Principles of Good Blogging

From the Common Craft blog:

1. Write what you know. Everyone is an expert in a small number of things.
2. Listen. The mythology of blogging is about putting things into the world, but the other part of that is hearing the world- listening. Listen, then write. If you run out to the world with your message without listening, you have a good chance of being wrong.
3. Link often. You owe it to your readers to link to others. Doing lots of linking is likely the single best way to get readers.
4. Post often. Like many things, the way to get good is to practice, plus more posts means more readers.
5. Correct yourself. Bloggers are different when we’re wrong, we can undo the damage when we publish. We can react in a way that makes it better.
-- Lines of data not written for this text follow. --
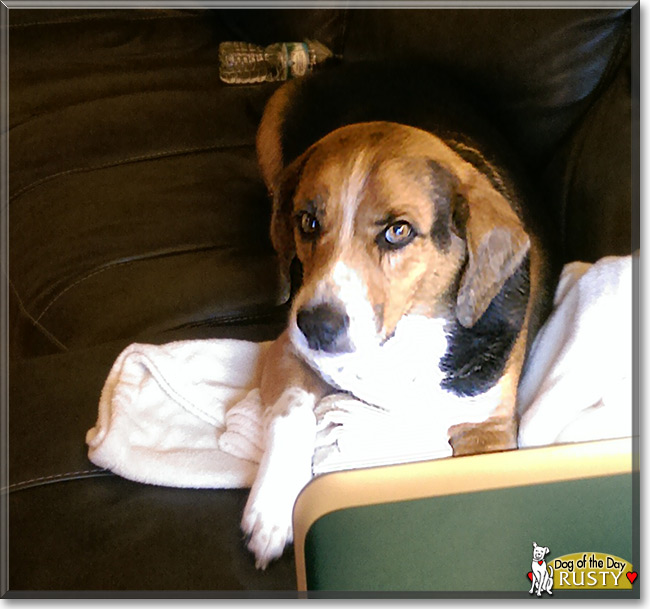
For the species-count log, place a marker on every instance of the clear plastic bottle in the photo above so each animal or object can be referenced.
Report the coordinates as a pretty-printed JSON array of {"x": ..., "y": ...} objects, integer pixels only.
[{"x": 245, "y": 63}]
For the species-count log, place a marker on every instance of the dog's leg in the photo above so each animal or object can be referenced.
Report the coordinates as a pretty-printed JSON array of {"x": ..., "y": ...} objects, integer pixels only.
[
  {"x": 493, "y": 435},
  {"x": 291, "y": 392}
]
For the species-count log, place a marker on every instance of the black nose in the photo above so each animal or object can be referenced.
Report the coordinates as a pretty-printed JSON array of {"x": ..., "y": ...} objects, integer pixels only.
[{"x": 325, "y": 328}]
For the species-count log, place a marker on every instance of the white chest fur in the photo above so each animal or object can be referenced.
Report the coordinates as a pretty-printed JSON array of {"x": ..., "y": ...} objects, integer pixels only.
[{"x": 402, "y": 374}]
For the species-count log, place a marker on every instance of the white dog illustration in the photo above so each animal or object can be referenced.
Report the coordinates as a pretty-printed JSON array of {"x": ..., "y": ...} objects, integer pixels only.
[{"x": 542, "y": 577}]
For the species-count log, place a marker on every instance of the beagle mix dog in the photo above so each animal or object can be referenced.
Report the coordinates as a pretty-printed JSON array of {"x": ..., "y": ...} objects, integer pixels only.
[{"x": 395, "y": 228}]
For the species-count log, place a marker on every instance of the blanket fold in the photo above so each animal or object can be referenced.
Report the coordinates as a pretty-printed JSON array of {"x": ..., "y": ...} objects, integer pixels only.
[{"x": 188, "y": 414}]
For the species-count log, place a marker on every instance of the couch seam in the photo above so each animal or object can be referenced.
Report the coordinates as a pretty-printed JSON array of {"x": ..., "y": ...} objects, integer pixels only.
[
  {"x": 124, "y": 161},
  {"x": 114, "y": 265},
  {"x": 36, "y": 323},
  {"x": 53, "y": 478}
]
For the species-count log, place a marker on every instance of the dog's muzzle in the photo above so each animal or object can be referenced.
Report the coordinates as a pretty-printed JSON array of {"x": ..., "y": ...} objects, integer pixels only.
[{"x": 325, "y": 327}]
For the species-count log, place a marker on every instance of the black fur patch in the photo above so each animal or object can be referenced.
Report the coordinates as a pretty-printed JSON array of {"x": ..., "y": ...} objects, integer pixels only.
[{"x": 476, "y": 357}]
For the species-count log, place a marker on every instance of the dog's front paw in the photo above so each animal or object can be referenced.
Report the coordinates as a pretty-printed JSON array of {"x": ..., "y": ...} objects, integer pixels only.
[{"x": 268, "y": 525}]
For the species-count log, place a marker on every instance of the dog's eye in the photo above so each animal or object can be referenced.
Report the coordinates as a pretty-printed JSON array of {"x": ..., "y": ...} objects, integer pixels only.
[
  {"x": 396, "y": 235},
  {"x": 307, "y": 224}
]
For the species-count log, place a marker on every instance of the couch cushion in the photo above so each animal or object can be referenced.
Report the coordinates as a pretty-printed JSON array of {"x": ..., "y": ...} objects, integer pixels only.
[{"x": 135, "y": 201}]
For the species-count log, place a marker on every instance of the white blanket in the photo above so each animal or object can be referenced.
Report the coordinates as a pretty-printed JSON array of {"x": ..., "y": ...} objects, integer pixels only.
[{"x": 188, "y": 413}]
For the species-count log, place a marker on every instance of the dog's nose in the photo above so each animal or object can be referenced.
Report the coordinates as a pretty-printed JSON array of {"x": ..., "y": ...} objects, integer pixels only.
[{"x": 325, "y": 327}]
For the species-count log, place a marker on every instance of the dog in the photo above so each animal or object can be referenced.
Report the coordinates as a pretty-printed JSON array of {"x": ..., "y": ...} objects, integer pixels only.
[
  {"x": 542, "y": 576},
  {"x": 394, "y": 227}
]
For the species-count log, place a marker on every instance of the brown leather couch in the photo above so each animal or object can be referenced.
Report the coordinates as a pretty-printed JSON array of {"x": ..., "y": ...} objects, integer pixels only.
[{"x": 137, "y": 213}]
6. Generalize. Almost everything starts more general and moves to specific.
7. Flame judiciously. One of the things that gives conversation flavor is anger. He sees no reason not to share your feelings. Reasonable people never change the world.
8. Spell-check. The quality matters, though Marc Canter disagrees, so does Jeremy Wright.
9. Look good.
10. Balance hubris and humility- arrogance smells- it stinks and drives readers away.
11. Be Brief. It’s hard to write a short entry
12. Be intense. A cool, dispassionate narrow tone, almost never works.
13. Don’t tell secrets. The blogosphere is not a million writers, it’s a million listeners. If you post something secretive, people will know, like high school- except the web never forgets.
14. Don’t ruin your life. There are a lot of ways you can get in trouble. The question is, why is the media writing about people getting fired for blogging? Think they are worried?
15. Don’t blog on command. People shouldn’t be pushed to blog. The people that should blog will blog.